Methods: This study retrospectively analyzed data from 97 patients with FL diagnosed via histopathological examination between July 2012 and November 2023. Lesion segmentation was performed using LIFEx software, and radiomics features were extracted through the uAI Research Portal (uRP) platform, including first-order features, shape features, and texture features. Fourteen filters were applied to the raw images to extract higher-order features from the derived images. Univariate analysis was employed to identify clinical risk factors, and correlation coefficients, MRMR, and LASSO algorithms were used for dimensionality reduction and selection of radiomics features. Finally, a logistic regression machine learning model was developed to predict the interim efficacy of FL using a five-fold cross-validation strategy. Model performance was assessed using the area under the receiver operating characteristic (ROC) curve, accuracy, and the Delong test to compare AUC differences.

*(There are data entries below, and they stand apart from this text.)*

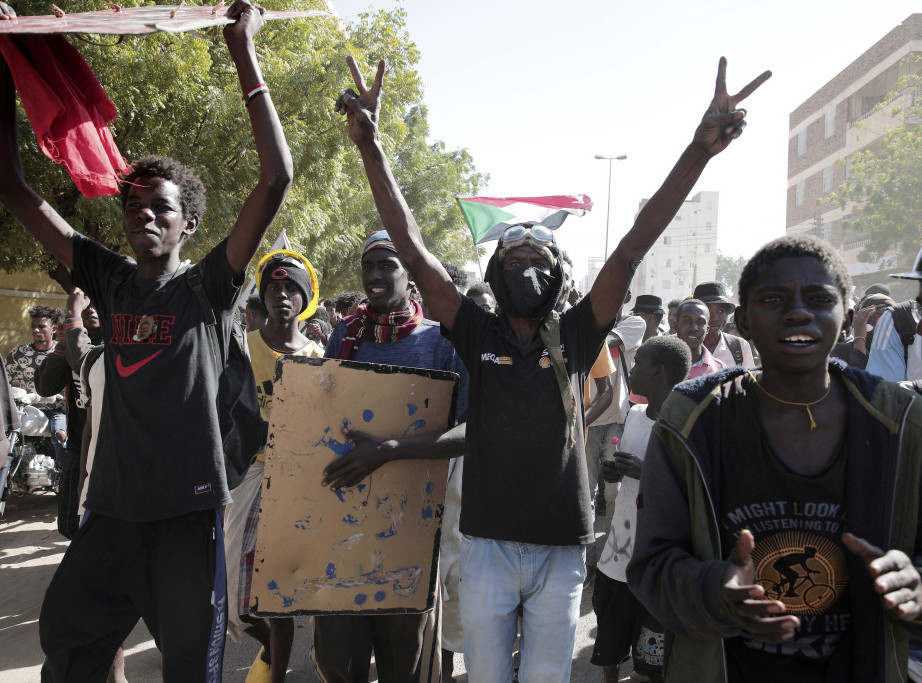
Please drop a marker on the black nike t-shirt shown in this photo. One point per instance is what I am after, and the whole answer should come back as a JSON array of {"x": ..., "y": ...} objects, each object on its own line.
[{"x": 158, "y": 452}]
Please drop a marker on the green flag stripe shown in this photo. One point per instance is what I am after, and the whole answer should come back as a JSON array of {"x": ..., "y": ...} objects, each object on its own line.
[{"x": 481, "y": 217}]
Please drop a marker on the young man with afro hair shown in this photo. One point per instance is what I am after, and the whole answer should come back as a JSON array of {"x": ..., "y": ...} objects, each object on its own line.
[
  {"x": 779, "y": 508},
  {"x": 151, "y": 545}
]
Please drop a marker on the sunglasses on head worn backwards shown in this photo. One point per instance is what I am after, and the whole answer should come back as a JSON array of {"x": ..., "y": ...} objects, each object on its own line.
[{"x": 521, "y": 234}]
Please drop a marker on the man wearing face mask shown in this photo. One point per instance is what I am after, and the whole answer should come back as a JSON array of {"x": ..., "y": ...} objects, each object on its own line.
[{"x": 525, "y": 494}]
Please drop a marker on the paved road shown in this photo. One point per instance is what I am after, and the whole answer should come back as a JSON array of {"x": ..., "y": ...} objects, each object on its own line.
[{"x": 30, "y": 550}]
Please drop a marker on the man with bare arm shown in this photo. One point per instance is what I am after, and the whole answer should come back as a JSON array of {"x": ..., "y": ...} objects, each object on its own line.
[
  {"x": 525, "y": 501},
  {"x": 151, "y": 546}
]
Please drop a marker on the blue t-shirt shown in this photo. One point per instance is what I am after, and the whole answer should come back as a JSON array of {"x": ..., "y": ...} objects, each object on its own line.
[{"x": 424, "y": 348}]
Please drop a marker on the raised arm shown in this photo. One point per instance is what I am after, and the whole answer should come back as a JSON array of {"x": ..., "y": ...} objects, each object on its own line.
[
  {"x": 361, "y": 110},
  {"x": 266, "y": 199},
  {"x": 30, "y": 209},
  {"x": 722, "y": 123}
]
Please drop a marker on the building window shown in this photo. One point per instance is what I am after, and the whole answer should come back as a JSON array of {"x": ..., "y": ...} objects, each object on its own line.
[
  {"x": 830, "y": 123},
  {"x": 828, "y": 175}
]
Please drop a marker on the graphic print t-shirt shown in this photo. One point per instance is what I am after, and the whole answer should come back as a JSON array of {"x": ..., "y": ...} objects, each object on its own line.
[
  {"x": 159, "y": 452},
  {"x": 797, "y": 522},
  {"x": 619, "y": 546}
]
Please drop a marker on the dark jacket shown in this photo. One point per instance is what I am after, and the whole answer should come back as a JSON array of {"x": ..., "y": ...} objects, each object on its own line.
[{"x": 677, "y": 566}]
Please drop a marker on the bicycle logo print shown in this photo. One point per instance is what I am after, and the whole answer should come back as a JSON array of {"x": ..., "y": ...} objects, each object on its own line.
[{"x": 803, "y": 570}]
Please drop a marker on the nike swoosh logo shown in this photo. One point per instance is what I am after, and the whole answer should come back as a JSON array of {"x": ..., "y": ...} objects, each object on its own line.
[{"x": 129, "y": 370}]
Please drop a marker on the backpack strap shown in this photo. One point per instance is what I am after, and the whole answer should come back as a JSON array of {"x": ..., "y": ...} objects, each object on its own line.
[
  {"x": 194, "y": 278},
  {"x": 905, "y": 325},
  {"x": 736, "y": 348}
]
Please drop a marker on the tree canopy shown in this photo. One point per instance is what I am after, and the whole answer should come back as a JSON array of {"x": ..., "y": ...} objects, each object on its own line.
[
  {"x": 883, "y": 186},
  {"x": 178, "y": 96},
  {"x": 729, "y": 270}
]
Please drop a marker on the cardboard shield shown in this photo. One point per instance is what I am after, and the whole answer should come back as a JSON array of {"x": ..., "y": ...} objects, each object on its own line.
[{"x": 370, "y": 549}]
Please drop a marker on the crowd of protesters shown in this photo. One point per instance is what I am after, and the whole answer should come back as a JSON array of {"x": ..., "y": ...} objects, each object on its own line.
[{"x": 765, "y": 495}]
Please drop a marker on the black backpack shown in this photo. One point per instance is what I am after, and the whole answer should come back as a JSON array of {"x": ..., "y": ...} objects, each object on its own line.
[{"x": 243, "y": 431}]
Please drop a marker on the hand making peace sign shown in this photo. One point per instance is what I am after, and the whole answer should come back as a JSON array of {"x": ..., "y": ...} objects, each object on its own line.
[
  {"x": 723, "y": 122},
  {"x": 362, "y": 109}
]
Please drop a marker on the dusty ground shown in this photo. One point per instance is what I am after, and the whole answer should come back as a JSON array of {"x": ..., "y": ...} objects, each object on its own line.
[{"x": 30, "y": 549}]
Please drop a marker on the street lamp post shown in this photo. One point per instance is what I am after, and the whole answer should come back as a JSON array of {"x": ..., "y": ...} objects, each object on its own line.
[{"x": 620, "y": 157}]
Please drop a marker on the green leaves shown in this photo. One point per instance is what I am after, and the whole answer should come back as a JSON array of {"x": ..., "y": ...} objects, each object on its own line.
[
  {"x": 883, "y": 187},
  {"x": 178, "y": 96}
]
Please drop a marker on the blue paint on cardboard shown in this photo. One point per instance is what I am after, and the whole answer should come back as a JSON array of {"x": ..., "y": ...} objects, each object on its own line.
[{"x": 413, "y": 427}]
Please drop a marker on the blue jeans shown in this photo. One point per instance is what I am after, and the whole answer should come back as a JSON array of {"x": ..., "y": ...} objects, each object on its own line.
[{"x": 497, "y": 576}]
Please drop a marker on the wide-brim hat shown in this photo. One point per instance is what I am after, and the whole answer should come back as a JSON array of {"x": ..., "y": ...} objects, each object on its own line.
[
  {"x": 648, "y": 303},
  {"x": 875, "y": 300},
  {"x": 712, "y": 293},
  {"x": 915, "y": 273}
]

Result: Among the 97 patients, 42 (43.30%) achieved complete response (CR) for interim efficacy, while 55 (56.70%) had non-complete response (non-CR). A total of 2264 radiomics features were extracted from the images. Seven clinical risk factors and ten radiomics features associated with interim efficacy were selected to construct the clinical, radiomics, and radiomics-clinical combined models. Among the three logistic regression machine learning models developed, the radiomics-clinical combined model demonstrated the best performance, achieving a mean AUC of 0.849 (95% CI, 0.676-1.000) and an accuracy of 0.795, outperforming the other two models.

Conclusion: Our preliminary results demonstrate that a radiomics-clinical combined model, based on baseline [F]FDG PET/CT radiomics features and clinical risk factors, may contribute to predicting interim efficacy in FL patients.